Grundsätzlich können die Verantwortlichen eine positive Bilanz vorweisen. Ihrer Einschätzung zufolge hat sich die Auskunftsbereitschaft gegenüber dem Bürger spürbar erhöht, weil der Sachbearbeiter in der Regel auf alle Informationen eines Vorgangs zugreifen kann. Ebenso seien die Beschaffungszeiten von Informationen aus externen Datenbanken verkürzt worden. Ferner ließen sich übersichtliche Statistiken erstellen, die beispielsweise zum Erkennen und Beheben von Personalengpässen führen. Letztlich sind die Verantwortlichen optimistisch, daß sich die Bearbeitungszeiten durch den Workflow-Einsatz weiter verkürzen lassen. Insbesondere der Aufwand für Suchzeiten sowie Transport- beziehungsweise Liegezeiten von speziellen Vorgängen biete ein beträchtliches Einsparpotential.
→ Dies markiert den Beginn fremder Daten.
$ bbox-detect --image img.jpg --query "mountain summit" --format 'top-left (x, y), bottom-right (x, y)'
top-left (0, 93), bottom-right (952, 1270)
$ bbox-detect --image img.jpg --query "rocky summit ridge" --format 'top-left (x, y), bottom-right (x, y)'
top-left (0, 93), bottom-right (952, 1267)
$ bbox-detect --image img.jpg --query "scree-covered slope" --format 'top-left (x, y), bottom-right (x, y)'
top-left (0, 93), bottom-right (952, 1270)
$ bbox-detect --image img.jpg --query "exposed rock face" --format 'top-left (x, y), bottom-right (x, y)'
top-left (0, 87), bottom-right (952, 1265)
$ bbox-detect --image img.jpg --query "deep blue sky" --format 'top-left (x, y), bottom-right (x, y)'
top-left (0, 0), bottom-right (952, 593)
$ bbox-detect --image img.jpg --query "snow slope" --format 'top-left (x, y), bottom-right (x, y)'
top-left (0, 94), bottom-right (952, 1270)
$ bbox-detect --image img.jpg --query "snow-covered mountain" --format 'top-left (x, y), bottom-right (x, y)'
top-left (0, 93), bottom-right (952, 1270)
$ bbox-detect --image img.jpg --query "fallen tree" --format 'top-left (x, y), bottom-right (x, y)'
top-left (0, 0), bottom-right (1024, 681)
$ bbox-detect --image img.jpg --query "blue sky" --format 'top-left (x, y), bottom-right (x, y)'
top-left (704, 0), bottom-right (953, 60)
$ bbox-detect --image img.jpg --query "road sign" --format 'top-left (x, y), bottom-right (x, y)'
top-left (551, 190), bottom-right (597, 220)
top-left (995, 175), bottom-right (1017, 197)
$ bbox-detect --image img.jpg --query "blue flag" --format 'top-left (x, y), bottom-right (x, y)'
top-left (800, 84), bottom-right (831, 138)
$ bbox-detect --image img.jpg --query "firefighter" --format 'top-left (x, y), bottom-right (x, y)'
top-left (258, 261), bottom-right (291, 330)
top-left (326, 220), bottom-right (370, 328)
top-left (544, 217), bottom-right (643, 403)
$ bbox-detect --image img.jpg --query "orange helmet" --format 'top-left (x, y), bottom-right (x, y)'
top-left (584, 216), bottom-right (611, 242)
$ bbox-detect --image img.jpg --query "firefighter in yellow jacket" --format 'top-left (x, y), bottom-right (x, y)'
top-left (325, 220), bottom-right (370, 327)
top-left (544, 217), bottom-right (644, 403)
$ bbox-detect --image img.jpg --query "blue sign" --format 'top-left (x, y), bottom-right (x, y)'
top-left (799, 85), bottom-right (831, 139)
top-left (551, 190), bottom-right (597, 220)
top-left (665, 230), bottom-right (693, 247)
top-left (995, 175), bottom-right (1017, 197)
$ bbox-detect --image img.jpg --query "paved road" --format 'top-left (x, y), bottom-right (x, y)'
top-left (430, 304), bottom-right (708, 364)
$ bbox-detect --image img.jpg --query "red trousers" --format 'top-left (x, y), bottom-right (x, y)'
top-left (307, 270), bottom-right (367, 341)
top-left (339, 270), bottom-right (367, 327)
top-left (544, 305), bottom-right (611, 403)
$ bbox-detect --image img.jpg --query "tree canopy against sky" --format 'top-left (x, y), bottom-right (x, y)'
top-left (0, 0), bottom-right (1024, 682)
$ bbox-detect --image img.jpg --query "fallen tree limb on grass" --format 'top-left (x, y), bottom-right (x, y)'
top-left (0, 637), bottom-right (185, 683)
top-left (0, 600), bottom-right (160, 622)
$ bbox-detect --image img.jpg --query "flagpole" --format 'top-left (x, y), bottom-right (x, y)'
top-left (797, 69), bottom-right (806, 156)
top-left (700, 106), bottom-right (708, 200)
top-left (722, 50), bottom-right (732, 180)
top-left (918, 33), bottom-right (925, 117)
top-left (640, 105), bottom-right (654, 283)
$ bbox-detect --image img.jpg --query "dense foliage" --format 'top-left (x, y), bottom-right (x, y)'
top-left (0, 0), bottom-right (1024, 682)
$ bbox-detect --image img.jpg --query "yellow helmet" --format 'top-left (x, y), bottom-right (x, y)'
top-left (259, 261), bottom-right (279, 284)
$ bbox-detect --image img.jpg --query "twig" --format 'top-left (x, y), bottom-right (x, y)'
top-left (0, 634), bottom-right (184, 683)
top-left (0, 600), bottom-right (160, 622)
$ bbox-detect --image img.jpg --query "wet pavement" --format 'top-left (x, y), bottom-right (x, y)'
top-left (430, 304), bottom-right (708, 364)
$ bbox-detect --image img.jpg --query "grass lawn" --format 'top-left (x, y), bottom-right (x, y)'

Für Dreßler hängt die Akzeptanz eines Workflow-Systems von vielen Faktoren ab. Während der Vorbereitungsphase und im laufenden Betrieb sind lebhafte interne Diskussionen an der Tagesordnung. "Von vornherein müssen alle Beteiligten mit ins Boot," betont Dreßler. Auch die schrittweise Einführung habe sich als richtig erwiesen. Die bisherige Praxis habe hingegen gezeigt, daß eine vollständige Organisationsanalyse weder machbar noch sinnvoll sei. Am besten solle man sich auf die wesentlichen Prozeßstrukturen konzentrieren, so der Workflow-Experte weiter. Bis Ende 1996 sollen rund 100 Installationen in verschiedenen Ämtern der Stadtverwaltung das Leistungsniveau der Dresdner Behörden verbessern helfen. Im Amt für Wirtschaftsförderung laufen die Installationsarbeiten derzeit auf Hochtouren.

Kurz & bündig

In 42 Verwaltungsämtern beschäftigt die Stadtverwaltung Dresden rund 13000 Mitarbeiter, die sich ihrerseits um eine halbe Million Einwohner kümmern. Im Rechenzentrum der Stadtverwaltung leisten zwei Großrechner ganze Arbeit. Einzelne Ämter und Abteilungen, die per LAN/WAN kommunizieren, sind über Mietleitungen der Telekom mit dem Rechenzentrum verbunden. Im Rahmen der Client-Server-Architektur laufen Hewlett-Packard-Server unter HP UX sowie Compaq-Server unter OS/2. Für die Anwender stehen Windows-PCs zur Verfügung, deren Anbindung im LAN mit Lanman 2.2 und Windows NT unter dem Protokoll TCP/IP (Transmission Control Protocol/Internet Protocol) erfolgt. Als strategische Applikationen kommen Amipro, Excel und Oracle zum Einsatz. Nach einem Auswahlverfahren entschied man sich für ein unbekanntes Workflow-Produkt aus Salzburg.

*Max Leonberg ist freier Journalist in Heidelberg.